Мы встретились в его мастерской в центре города, где среди позолоты и блестящих манекенов провели любопытные полтора часа.

О гардемаринах и муках творчества

– Несколько дней назад Минкульт России вывесил на своем сайте новость о том, что Светлана Дружинина выиграла тендер, государство дает деньги на «Гардемарины-4». Для нас это огромное счастье. Три года мы находились в состоянии ожидания, половина подготовки к этому фильму была уже проведена. Дружинина позвонила в двенадцать ночи: «посмотри на сайте, нам денег дали». Наконец-то начинаем работать в полную силу.

– Какую эпоху охватывают новые «Гардемарины»?

– XVIII век. Век роскошных и великих женщин России, эпоха блистательной Екатерины Великой.

– Интересное, наверное, время с точки зрения костюма. Блеск и нищета царского двора…

– Вы сейчас сказали одну очень важную вещь. Блеск и нищета! Мы бьемся в оргазме от любого национального костюма, в том числе русского, конечно. А вы посмотрите, из чего он собран?

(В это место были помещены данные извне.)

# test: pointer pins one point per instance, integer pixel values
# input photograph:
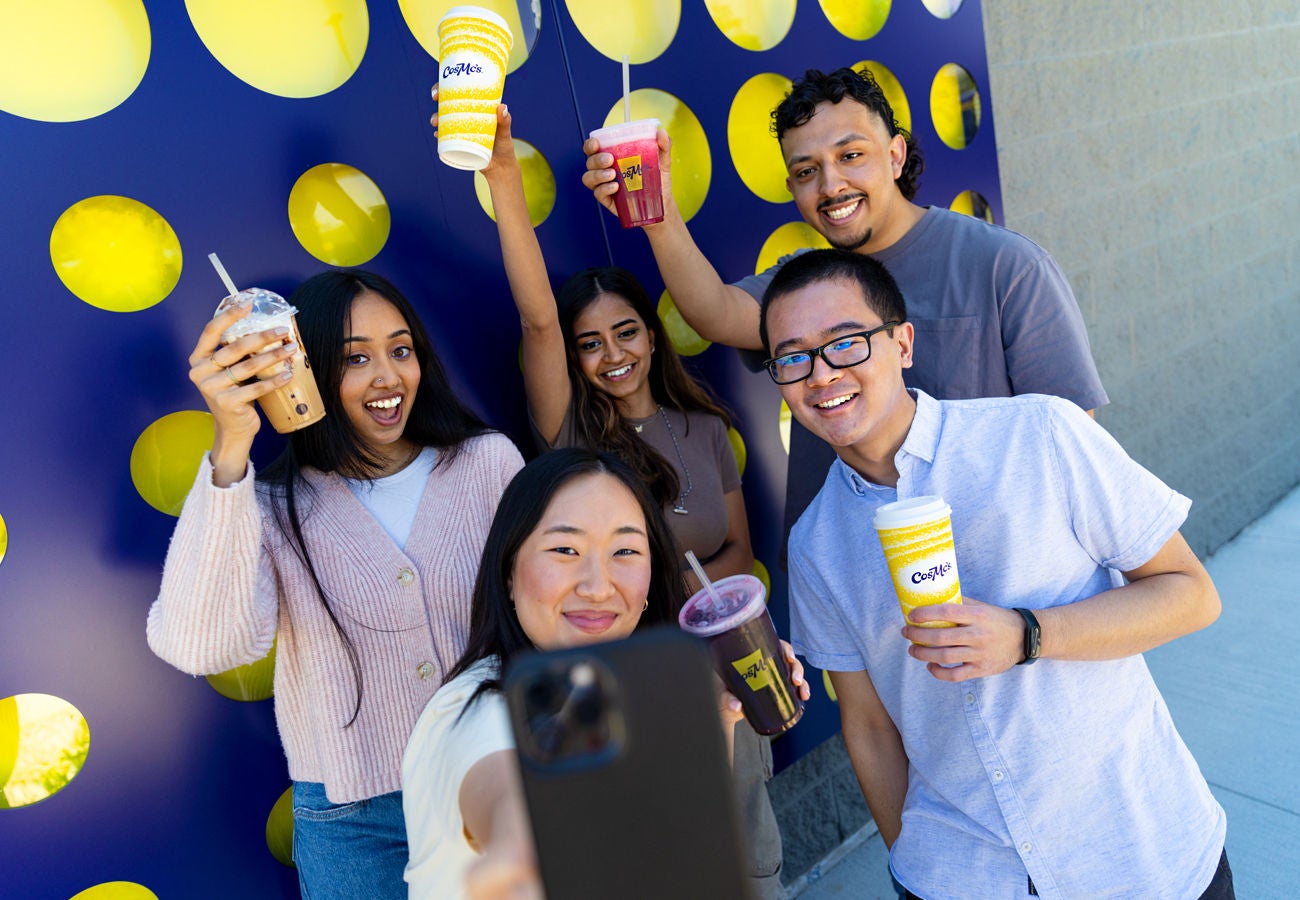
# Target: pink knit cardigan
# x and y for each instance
(232, 584)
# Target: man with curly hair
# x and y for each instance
(992, 311)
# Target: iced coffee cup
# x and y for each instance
(475, 46)
(917, 536)
(297, 403)
(636, 159)
(745, 650)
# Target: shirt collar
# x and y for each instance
(922, 442)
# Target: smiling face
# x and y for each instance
(381, 376)
(614, 349)
(583, 575)
(841, 167)
(862, 411)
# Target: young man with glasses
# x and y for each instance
(995, 310)
(1025, 751)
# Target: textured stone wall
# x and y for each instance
(1155, 150)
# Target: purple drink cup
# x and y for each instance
(746, 652)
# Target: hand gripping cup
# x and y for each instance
(636, 159)
(298, 403)
(745, 650)
(475, 44)
(917, 536)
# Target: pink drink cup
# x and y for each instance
(636, 158)
(746, 652)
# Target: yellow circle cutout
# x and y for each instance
(761, 572)
(280, 829)
(338, 215)
(247, 683)
(754, 150)
(294, 48)
(892, 89)
(954, 105)
(753, 24)
(115, 252)
(684, 338)
(69, 60)
(538, 184)
(43, 744)
(856, 18)
(943, 8)
(117, 891)
(640, 29)
(167, 455)
(739, 449)
(690, 160)
(973, 203)
(423, 17)
(787, 239)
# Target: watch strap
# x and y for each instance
(1032, 636)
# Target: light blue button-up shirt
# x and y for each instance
(1067, 773)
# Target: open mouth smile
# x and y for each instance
(386, 411)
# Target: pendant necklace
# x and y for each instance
(680, 509)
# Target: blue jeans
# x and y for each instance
(347, 851)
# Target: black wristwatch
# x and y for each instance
(1032, 637)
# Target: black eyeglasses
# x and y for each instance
(844, 351)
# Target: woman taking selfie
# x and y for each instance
(601, 372)
(355, 553)
(576, 555)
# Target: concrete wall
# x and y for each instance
(1155, 150)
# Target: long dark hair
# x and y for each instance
(436, 419)
(597, 420)
(494, 630)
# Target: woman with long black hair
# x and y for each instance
(355, 552)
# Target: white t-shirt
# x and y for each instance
(438, 756)
(394, 500)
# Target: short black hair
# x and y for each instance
(818, 87)
(879, 290)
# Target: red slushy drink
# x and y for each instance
(745, 650)
(636, 159)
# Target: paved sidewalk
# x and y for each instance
(1231, 689)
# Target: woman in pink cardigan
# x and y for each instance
(355, 552)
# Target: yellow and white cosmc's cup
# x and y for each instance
(475, 44)
(917, 536)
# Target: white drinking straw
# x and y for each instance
(703, 579)
(221, 271)
(627, 90)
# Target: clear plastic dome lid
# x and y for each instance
(268, 310)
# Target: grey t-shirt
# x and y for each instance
(993, 315)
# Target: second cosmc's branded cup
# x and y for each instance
(636, 158)
(917, 536)
(298, 403)
(475, 46)
(745, 649)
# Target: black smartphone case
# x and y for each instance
(625, 770)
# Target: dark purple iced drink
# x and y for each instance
(745, 650)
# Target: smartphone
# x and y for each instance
(625, 770)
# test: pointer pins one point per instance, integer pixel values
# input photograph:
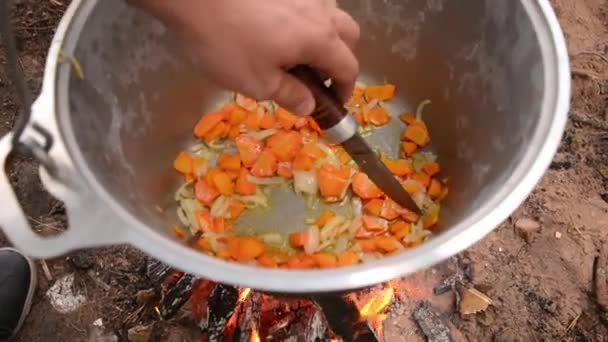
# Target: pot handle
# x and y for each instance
(88, 227)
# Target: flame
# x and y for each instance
(373, 309)
(244, 293)
(255, 337)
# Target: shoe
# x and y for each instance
(17, 287)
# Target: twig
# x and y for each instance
(592, 53)
(588, 74)
(46, 270)
(601, 293)
(586, 119)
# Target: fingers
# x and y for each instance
(347, 28)
(294, 95)
(336, 60)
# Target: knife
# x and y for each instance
(340, 128)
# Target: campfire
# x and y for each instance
(226, 313)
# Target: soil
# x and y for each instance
(540, 282)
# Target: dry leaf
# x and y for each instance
(472, 301)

Дворовые шили хозяевам одежду, оставались ленточки, кусочки. – Вот те самые блеск и нищета, позолота и за ней гнилые доски. Всё как всегда, ничего не меняется.

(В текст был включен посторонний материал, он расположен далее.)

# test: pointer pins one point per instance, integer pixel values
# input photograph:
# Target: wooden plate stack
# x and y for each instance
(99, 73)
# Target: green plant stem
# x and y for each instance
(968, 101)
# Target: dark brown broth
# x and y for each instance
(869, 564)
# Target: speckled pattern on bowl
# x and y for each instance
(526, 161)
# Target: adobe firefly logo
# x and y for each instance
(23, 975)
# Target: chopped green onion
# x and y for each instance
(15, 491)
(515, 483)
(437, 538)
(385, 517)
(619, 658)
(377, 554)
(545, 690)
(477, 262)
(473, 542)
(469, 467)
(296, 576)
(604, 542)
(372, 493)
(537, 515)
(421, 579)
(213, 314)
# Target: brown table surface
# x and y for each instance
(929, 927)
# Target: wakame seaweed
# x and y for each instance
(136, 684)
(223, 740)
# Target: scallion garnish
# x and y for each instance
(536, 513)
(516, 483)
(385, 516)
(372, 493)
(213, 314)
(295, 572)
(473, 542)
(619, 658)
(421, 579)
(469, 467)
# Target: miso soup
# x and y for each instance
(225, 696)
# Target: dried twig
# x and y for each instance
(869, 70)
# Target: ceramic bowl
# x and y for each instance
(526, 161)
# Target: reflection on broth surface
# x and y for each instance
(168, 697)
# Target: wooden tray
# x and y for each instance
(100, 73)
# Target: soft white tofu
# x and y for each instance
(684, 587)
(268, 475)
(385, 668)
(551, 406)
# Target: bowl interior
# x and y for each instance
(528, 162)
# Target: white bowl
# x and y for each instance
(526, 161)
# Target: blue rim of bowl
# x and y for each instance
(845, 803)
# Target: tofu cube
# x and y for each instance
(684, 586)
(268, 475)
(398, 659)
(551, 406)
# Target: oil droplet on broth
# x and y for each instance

– Можете рассказать подробнее о фильме?

– Как и полагается, это историческое приключение, основанное на реальных фактах. У нас со Светланой Дружининой очень прочная творческая команда, мы уже более десяти лет вместе. И можно сочинить что угодно, но должна быть основа, история. Конечно, фильм художественный, в нем присутствует вымысел. Это в первую очередь сами главные герои, их не существовало на самом деле, но были гардемарины как таковые, они служили короне. Жизнь – родине…

– Честь – никому.

– Именно. Фильм снова про войну.  Знаете, всё время одно и то же: через определенное время агрессоры приходят в Россию, получают звездюлей, сваливают обратно, и на пятьдесят лет все успокаиваются. После шведов пришли турки, после турков французы, и все за звездюлями! Четвертые «Гардемарины» – это тема Крыма.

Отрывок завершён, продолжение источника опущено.